This topic describes how to enable the zhparser plug-in and customize a Chinese word segment dictionary in PolarDB for PostgreSQL.
Enable the zhparser plug-in
Execute the following statements to enable the zhparser plug-in:
CREATE EXTENSION zhparser;
CREATE TEXT SEARCH CONFIGURATION testzhcfg (PARSER = zhparser);
ALTER TEXT SEARCH CONFIGURATION testzhcfg ADD MAPPING FOR n,v,a,i,e,l WITH simple;
--Optional parameter configuration
ALTER role ALL SET zhparser.multi_short=on;
--Perform a simple test
SELECT * FROM ts_parse('zhparser', 'hello world! 2010年保障房建设在全国范围内获全面启动,从中央到地方纷纷加大 了 保 障 房 的 建 设 和 投 入 力 度 。2011年,保障房进入了更大规模的建设阶段。住房城乡建设部党组书记、部长姜伟新去年底在全国住房城乡建设工作会议上表示,要继续推进保障性安居工程建设。');
SELECT to_tsvector('testzhcfg','“今年保障房新开工数量虽然有所下调,但实际的年度在建规模以及竣工规模会超以往年份,相对应的对资金的需求也会创历史纪录。”陈国强说。在他看来,与2011年相比,2012年的保障房建设在资金配套上的压力将更为严峻。');
SELECT to_tsquery('testzhcfg', '保障房资金压力');
Execute the following statements to use the zhparser plug-in to run a full-text index:
--Create a full-text index for the name field of table T1
CREATE index idx_t1 ON t1 USING gin (to_tsvector('zhcfg',upper(name) ));
--Use the full-text index
SELECT * FROM t1 WHERE to_tsvector('zhcfg',upper(t1.name)) @@ to_tsquery('zhcfg','(防火)') ;
Customize a Chinese word segment dictionary
Execute the following statements to customize a Chinese word segment dictionary
-- The segmentation result
SELECT to_tsquery('testzhcfg', '保障房资金压力');
-- Insert a new word segment to the dictionary
INSERT INTO pg_ts_custom_word VALUES ('保障房资');
-- Make the inserted word segment effective
SELECT zhprs_sync_dict_xdb();
-- End the connection
\c
-- Requery to obtain new segmentation results
SELECT to_tsquery('testzhcfg', '保障房资金压力');
Instructions to use custom word segments:
A maximum of 1 million custom word segments can be added. If the number of word segments exceed the limit, the word segments outside the limit are not processed. Ensure that the number of word segments is within this range. The custom and default word segmentation dictionaries take effect at the same time.

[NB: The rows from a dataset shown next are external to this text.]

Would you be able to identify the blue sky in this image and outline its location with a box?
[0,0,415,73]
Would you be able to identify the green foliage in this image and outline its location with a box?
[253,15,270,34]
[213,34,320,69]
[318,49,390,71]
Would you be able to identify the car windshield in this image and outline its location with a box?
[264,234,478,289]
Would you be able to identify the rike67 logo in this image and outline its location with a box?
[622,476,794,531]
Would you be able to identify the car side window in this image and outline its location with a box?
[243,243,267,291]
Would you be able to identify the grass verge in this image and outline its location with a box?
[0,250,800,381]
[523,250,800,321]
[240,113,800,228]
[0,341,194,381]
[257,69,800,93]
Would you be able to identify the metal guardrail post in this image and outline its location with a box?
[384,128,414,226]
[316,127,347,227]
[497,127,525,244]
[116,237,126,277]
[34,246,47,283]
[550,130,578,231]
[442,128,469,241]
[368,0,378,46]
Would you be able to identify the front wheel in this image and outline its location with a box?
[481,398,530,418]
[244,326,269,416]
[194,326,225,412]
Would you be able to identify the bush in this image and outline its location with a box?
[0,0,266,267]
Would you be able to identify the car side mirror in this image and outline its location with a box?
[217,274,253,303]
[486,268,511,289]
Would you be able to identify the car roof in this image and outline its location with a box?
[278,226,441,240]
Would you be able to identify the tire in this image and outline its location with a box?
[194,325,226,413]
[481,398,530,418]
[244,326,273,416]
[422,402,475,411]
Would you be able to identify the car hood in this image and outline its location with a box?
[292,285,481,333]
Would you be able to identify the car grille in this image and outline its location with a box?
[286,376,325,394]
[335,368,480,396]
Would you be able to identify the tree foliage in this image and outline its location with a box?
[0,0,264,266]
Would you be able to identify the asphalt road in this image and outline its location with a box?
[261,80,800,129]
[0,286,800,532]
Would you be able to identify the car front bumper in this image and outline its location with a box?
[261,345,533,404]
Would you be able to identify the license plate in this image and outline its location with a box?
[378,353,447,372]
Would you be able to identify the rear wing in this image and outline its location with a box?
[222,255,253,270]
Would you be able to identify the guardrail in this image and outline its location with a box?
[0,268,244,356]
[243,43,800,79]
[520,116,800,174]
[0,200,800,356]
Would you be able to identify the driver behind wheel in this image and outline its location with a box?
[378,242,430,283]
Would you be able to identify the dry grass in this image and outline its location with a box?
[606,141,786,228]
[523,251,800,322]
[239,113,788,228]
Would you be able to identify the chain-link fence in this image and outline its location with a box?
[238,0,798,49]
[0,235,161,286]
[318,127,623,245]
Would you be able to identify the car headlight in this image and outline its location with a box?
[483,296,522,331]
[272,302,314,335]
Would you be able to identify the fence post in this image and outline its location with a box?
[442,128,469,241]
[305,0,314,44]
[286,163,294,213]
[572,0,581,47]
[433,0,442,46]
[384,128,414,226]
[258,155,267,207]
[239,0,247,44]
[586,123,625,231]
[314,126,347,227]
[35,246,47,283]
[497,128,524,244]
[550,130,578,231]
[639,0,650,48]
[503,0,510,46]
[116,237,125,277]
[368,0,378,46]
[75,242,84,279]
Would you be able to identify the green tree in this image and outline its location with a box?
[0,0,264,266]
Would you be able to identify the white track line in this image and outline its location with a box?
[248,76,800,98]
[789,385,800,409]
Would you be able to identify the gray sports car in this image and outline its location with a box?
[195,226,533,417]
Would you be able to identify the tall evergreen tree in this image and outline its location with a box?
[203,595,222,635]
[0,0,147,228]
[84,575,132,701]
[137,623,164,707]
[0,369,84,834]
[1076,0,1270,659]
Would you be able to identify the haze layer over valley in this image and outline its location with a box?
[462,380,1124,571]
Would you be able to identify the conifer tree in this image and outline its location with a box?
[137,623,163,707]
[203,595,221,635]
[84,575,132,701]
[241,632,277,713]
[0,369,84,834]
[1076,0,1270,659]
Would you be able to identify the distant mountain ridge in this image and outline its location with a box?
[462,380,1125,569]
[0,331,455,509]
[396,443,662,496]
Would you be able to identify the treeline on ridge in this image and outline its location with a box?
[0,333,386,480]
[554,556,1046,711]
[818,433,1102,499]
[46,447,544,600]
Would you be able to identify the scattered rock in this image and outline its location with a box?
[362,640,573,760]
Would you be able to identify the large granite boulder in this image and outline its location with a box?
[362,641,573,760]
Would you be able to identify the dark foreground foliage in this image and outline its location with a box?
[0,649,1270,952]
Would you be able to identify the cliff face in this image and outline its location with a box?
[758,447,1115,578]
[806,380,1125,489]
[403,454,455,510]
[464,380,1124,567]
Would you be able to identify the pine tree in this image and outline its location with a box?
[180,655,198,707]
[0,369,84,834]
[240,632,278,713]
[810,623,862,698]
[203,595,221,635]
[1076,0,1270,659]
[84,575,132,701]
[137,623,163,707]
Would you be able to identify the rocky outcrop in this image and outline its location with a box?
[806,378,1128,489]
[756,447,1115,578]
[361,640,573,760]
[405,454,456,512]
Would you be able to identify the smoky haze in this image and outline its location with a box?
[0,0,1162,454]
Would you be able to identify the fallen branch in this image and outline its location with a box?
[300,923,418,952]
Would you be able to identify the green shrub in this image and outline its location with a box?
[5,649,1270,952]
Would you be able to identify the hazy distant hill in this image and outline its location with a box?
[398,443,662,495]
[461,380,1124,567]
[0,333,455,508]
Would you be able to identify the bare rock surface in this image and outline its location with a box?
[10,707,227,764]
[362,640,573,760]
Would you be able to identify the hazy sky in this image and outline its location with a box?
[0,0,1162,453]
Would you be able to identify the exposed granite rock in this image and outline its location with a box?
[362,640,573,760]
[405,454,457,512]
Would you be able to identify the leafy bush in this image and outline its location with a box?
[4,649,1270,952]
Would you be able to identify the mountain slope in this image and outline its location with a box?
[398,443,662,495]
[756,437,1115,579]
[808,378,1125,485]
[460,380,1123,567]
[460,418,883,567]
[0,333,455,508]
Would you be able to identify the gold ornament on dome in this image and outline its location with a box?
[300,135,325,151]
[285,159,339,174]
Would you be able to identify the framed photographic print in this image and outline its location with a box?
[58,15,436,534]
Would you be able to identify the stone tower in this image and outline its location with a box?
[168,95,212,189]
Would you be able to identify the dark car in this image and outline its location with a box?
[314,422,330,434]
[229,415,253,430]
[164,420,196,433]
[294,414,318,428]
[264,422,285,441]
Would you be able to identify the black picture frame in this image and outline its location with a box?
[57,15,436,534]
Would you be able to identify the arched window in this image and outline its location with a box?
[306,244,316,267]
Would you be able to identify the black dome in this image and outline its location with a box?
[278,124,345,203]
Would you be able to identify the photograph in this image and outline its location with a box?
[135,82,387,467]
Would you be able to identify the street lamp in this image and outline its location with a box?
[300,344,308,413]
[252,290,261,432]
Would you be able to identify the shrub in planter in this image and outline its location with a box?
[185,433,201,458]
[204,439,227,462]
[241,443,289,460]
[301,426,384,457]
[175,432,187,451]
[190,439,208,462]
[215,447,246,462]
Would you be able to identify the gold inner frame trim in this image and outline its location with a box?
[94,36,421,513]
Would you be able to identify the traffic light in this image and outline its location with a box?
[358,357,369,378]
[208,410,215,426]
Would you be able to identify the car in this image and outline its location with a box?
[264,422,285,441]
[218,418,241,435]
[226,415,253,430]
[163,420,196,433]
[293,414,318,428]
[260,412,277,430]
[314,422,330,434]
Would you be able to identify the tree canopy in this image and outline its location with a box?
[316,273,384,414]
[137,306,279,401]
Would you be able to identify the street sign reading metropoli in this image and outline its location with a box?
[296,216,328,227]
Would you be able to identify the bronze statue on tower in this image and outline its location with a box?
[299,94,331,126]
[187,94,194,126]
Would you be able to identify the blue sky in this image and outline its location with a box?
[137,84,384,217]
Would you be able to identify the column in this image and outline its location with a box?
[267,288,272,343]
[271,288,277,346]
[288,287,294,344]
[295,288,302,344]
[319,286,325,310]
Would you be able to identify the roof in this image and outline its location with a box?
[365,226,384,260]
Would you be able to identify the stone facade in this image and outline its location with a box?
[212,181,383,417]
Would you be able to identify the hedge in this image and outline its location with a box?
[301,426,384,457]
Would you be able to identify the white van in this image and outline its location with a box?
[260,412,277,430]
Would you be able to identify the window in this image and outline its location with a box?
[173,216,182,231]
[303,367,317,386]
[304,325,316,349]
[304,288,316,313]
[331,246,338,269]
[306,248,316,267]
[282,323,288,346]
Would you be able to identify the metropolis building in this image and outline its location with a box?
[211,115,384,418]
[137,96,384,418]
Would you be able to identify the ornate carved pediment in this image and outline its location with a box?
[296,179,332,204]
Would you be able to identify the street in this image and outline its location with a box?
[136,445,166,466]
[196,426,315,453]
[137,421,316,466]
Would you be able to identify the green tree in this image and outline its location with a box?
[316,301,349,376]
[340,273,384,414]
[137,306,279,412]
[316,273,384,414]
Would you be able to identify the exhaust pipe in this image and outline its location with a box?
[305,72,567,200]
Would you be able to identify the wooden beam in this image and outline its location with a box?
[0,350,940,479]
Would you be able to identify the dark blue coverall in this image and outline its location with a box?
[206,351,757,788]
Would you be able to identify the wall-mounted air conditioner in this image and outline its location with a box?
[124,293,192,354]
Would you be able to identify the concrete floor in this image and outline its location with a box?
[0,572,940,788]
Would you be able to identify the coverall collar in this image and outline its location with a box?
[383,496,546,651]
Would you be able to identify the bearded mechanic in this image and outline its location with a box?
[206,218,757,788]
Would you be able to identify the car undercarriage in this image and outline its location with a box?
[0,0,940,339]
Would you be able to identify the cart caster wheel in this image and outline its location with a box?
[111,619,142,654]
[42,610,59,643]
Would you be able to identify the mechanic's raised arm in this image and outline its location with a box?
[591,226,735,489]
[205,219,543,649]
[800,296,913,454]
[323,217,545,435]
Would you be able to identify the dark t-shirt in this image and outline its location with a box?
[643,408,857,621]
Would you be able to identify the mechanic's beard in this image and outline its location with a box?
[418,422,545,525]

Each word segment can be a maximum of 128 bytes in length. The section after the 128th byte will be truncated.
After adding, deleting, or changing word segments, execute the
SELECT zhprs_sync_dict_xdb();
statement and re-establish a connection to make the operation take effect.